EditOperations describe changes made to AbstractMethods, e.g. token insertion, token deletion, token replacement, or some combination of these.

class InsertOperation[source]

InsertOperation(tokenIndex:int, newToken:str)

Creates an InsertOperation which defines the insertion of a token into an AbstractMethod. Applying the operation will insert token newToken at index tokenIndex.

method = AbstractMethod("public void METHOD_1 ( ) { }")
method
public void METHOD_1 ( ) { }
method.applyEditOperation(InsertOperation(1, "static"))
method
public static void METHOD_1 ( ) { }

class DeleteOperation[source]

DeleteOperation(tokenIndex:int)

Creates a DeleteOperation which defines the deletion of a token from an AbstractMethod. Applying the operation will delete the token at index tokenIndex.

method = AbstractMethod("public static void METHOD_1 ( ) { }")
method
public static void METHOD_1 ( ) { }
method.applyEditOperation(DeleteOperation(1))
method
public void METHOD_1 ( ) { }

class ReplaceOperation[source]

ReplaceOperation(tokenIndex:int, newToken:str)

Creates a ReplaceOperation which defines the replacement of a token in an AbstractMethod. Applying the operation will replace the token at index tokenIndex with token newToken.

method = AbstractMethod("public void METHOD_1 ( ) { }")
method
public void METHOD_1 ( ) { }
method.applyEditOperation(ReplaceOperation(0, "private"))
method
private void METHOD_1 ( ) { }

class CompoundOperation[source]

CompoundOperation(operation:Union[InsertOperation, DeleteOperation, ReplaceOperation, ForwardRef('CompoundOperation')])

Creates a CompoundOperation, which represents a combination of EditOperations starting the given operation. More operations can later be added. Applying the CompoundOperation to an AbstractMethod will apply all successfully added operations, in order.

Principles of CompoundOperations

Type

Each CompoundOperation has a type, which is one of the following:

  • InsertOperation -- indicates that no tokens are removed and at least one token is added
  • DeleteOperation -- indicates that at least one token is removed and no tokens are added
  • ReplaceOperation -- indicates one of the following:
    • no tokens are removed or added
    • at least one token is removed and at least one token is added

Loose Compatibility

A squence of EditOperations is said to be loosely compatible if, when the operations are applied to an AbstractMethod directly after one another, the AbstractMethod is modified in one contiguous section. A CompoundOperation is loose when it consists of EditOperations that are loosely compatible with one another. Note that the order in which the EditOperations are applied matters. Take the following examples, which both utilize the same EditOperations:

method = AbstractMethod("A B C D")
method.applyEditOperations([
    DeleteOperation(1),
    DeleteOperation(0)
])
method
C D

The two operations that were applied are loosely compatible because they modified (deleted) a contiguous section of tokens ['A', 'B'].

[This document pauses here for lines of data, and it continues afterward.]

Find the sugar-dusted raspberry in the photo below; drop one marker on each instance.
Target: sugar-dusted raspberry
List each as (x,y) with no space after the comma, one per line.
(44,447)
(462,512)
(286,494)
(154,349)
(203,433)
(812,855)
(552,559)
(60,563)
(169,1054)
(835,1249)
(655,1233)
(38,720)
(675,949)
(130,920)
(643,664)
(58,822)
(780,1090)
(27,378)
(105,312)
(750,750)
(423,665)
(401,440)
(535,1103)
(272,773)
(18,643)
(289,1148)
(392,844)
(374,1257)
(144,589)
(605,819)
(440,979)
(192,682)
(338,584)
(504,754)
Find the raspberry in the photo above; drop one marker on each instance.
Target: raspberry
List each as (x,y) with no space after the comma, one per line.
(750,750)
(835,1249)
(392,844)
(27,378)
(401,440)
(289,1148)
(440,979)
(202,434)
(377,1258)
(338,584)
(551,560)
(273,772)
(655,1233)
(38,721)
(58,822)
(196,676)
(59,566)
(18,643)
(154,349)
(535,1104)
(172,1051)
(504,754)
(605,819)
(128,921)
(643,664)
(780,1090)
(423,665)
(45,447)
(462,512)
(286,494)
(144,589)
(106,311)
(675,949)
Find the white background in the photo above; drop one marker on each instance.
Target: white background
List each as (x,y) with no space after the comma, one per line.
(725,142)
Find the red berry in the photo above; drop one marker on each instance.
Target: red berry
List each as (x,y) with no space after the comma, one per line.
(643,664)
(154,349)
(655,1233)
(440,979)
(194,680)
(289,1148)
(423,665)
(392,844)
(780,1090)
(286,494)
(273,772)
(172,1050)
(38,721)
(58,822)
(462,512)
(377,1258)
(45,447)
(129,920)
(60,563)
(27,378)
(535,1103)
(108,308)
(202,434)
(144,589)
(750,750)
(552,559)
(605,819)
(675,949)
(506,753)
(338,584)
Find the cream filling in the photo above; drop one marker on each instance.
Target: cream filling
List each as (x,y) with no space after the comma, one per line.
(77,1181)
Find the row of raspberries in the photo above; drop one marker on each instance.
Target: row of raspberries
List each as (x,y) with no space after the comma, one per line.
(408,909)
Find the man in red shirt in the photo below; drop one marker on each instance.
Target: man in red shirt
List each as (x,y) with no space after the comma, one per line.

method = AbstractMethod("A B C D")
method.applyEditOperations([
    DeleteOperation(0),
    DeleteOperation(1)
])
method
B D

In this case, even though the same two operations were applied, the operations are not loosely compatible. The first operation deleted the token 'A', and the second token deleted the token 'C'. Since these tokens were not contiguous, the applied operations are not loosely compatible.

Strict compatibility

A sequence of EditOperations is said to be strictly compatible if it is loosely compatible and all the operations are of the same type. A CompoundOperation is strict when it consists of EditOperations which are strictly compatible with one another.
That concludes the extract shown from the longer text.